# BMW P86 F1-engine on the dyno



## tim330i (Dec 18, 2001)

A couple cool pictures I pulled of the BMW Press group site


----------



## LmtdSlip (May 28, 2003)

Very cool.

That last pic of the (presumably) cooling exhaust has a sheen as if it were made of glass or plastic. :yikes:


----------



## berford (Sep 10, 2002)

Need video with sound.


----------



## WILLIA///M (Apr 15, 2002)

berford said:


> Need video with sound.


:stupid:


----------



## mrbelk (Dec 5, 2003)

WILLIA///M said:


> :stupid:


On the bmw-sauber-f1.com site, there is a link to the first track running of the F1.06. Click the "Current: Team and Car Launch", then click "the best images from Valencia," then click "Videos."

It sounds amazing.

-MrB


----------



## racerdave (Sep 15, 2003)

It does sound pretty good... like one of the older CART motors (back in the late 90s, when they had bigger HP) at lower revs.

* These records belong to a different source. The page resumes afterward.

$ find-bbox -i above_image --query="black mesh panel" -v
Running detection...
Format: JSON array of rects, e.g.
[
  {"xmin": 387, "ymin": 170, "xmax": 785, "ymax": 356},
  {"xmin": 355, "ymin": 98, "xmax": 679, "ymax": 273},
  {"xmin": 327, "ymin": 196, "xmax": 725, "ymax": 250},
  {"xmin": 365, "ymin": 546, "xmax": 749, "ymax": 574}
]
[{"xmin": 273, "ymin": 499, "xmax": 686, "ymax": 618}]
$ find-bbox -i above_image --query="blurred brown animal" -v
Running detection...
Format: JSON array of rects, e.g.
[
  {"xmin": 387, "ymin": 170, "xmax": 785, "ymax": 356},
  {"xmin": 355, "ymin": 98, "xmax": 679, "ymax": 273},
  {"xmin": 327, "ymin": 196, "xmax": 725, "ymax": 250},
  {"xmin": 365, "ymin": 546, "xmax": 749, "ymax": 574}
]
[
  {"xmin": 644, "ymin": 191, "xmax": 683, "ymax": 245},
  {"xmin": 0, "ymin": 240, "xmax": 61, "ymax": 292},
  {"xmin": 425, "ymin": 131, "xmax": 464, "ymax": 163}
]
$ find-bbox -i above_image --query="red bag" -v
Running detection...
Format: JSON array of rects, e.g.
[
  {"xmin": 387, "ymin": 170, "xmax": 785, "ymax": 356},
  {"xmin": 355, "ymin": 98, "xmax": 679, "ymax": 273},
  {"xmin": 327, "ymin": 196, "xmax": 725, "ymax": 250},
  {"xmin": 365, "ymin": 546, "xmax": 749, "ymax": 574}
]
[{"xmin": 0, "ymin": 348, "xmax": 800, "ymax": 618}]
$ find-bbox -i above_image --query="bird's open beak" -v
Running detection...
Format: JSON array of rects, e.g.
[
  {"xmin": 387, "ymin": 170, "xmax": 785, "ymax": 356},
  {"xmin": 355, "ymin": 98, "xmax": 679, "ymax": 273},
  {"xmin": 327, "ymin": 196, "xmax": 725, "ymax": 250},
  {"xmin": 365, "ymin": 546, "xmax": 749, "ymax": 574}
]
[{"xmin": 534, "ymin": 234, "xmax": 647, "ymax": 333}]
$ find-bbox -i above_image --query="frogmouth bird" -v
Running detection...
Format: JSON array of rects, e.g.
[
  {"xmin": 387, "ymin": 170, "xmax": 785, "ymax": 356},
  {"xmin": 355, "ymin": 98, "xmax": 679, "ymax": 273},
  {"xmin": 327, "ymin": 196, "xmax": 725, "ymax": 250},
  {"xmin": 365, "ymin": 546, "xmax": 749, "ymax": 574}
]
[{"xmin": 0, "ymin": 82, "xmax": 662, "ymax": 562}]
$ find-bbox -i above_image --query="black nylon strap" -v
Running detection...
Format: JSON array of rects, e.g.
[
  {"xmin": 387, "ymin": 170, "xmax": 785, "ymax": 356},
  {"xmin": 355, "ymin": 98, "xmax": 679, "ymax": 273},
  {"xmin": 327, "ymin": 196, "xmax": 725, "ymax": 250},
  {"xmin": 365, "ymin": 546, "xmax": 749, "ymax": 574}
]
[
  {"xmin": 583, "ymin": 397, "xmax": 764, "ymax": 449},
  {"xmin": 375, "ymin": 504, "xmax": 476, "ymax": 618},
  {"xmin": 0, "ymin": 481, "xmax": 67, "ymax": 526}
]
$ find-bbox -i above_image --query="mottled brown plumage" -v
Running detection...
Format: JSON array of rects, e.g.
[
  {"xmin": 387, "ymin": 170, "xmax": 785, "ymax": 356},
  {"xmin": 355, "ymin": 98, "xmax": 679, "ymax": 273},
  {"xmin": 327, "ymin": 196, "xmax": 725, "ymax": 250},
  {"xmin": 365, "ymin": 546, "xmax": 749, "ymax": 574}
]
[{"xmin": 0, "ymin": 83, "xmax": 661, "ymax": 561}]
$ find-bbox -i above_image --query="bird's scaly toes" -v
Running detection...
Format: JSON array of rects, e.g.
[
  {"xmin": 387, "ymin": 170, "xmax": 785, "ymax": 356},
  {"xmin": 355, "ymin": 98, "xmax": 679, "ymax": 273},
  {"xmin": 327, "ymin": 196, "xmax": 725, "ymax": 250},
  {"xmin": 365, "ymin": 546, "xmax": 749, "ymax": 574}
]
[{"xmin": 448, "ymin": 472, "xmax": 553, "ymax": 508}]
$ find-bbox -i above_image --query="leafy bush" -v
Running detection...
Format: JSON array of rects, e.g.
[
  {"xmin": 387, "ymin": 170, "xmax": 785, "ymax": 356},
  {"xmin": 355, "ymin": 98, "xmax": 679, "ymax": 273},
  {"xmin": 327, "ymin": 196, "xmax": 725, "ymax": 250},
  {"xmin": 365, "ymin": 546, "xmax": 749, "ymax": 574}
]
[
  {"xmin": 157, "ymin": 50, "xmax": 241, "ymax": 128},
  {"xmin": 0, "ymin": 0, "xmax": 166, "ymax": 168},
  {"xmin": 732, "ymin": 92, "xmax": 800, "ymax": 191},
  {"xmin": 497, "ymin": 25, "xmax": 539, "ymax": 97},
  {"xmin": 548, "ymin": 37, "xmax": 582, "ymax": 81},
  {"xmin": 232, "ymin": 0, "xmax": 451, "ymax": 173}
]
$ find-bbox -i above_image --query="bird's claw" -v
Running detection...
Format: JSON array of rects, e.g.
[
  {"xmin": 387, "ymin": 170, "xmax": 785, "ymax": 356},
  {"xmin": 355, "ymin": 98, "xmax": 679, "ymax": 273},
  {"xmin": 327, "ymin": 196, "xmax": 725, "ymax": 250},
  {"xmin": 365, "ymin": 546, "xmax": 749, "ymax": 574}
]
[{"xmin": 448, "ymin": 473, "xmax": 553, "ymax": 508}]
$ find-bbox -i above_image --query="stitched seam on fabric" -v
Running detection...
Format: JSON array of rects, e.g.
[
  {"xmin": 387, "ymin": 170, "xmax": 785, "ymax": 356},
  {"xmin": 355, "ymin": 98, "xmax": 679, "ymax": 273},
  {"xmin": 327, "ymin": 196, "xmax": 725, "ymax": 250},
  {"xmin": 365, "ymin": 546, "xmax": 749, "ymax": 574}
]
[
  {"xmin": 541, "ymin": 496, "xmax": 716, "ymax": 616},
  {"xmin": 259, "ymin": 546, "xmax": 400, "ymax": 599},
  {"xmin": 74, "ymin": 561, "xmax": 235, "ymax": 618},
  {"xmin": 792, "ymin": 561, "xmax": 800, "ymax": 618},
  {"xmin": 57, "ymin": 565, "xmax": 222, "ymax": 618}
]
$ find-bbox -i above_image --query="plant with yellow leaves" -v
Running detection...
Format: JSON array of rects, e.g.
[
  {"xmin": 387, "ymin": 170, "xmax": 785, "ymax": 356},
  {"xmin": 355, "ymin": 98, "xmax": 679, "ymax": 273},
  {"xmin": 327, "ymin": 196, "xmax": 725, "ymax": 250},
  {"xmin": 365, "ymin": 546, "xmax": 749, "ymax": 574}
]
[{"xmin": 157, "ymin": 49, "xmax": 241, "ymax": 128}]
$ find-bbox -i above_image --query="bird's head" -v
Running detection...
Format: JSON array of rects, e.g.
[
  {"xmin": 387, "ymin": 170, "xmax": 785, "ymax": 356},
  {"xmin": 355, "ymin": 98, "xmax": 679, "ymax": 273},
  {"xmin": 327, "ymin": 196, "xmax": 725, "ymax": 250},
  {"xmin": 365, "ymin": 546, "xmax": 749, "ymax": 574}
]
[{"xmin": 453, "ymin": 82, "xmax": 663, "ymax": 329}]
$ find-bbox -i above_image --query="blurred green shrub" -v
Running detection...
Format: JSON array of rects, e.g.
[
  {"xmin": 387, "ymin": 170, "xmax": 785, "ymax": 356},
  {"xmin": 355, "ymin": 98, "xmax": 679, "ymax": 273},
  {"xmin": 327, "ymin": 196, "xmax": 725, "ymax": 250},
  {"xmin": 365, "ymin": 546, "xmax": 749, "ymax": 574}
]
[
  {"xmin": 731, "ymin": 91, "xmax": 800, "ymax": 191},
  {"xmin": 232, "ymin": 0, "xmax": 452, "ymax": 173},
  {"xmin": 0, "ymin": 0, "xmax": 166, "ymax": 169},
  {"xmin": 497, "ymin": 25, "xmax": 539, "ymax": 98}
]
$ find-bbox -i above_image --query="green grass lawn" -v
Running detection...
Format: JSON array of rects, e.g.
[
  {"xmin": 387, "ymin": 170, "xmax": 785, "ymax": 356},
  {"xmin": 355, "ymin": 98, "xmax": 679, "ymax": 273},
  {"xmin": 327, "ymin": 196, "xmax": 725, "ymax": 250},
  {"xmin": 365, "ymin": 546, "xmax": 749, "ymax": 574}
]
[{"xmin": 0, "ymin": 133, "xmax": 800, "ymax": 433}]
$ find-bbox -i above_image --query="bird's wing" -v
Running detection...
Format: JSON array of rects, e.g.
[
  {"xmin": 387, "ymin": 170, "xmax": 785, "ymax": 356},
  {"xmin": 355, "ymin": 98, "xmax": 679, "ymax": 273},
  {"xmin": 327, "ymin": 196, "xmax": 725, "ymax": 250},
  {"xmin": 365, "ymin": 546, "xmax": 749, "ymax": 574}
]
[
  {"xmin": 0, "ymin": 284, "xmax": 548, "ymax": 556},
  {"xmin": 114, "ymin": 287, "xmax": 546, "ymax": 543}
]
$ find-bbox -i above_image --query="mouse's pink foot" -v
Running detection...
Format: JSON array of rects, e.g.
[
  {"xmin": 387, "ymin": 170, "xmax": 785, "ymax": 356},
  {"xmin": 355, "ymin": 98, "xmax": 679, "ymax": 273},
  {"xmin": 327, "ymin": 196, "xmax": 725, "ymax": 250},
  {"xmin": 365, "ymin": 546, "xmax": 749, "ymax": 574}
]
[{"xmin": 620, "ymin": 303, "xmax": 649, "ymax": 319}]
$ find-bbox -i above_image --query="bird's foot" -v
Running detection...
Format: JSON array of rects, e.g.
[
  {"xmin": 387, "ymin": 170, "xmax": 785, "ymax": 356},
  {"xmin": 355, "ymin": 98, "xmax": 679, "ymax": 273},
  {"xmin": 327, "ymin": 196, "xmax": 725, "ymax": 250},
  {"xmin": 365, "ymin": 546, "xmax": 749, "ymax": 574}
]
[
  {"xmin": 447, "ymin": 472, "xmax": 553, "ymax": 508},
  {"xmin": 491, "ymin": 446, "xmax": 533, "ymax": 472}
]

They are revving the p!ss out of those things. Alex Wurz recently said that he's never experienced higher revs in anything he's driven after a recent Williams-Cosworth (V8) test.


----------



## berford (Sep 10, 2002)

racerdave said:


> It does sound pretty good... like one of the older CART motors (back in the late 90s, when they had bigger HP) at lower revs. They are revving the p!ss out of those things. Alex Wurz recently said that he's never experienced higher revs in anything he's driven after a recent Williams-Cosworth (V8) test.


It's hard to distinguish from the V10s, IMO. With 22 of them on the grid (or even 10 at Indy [j/k]), it can't help being exciting.


----------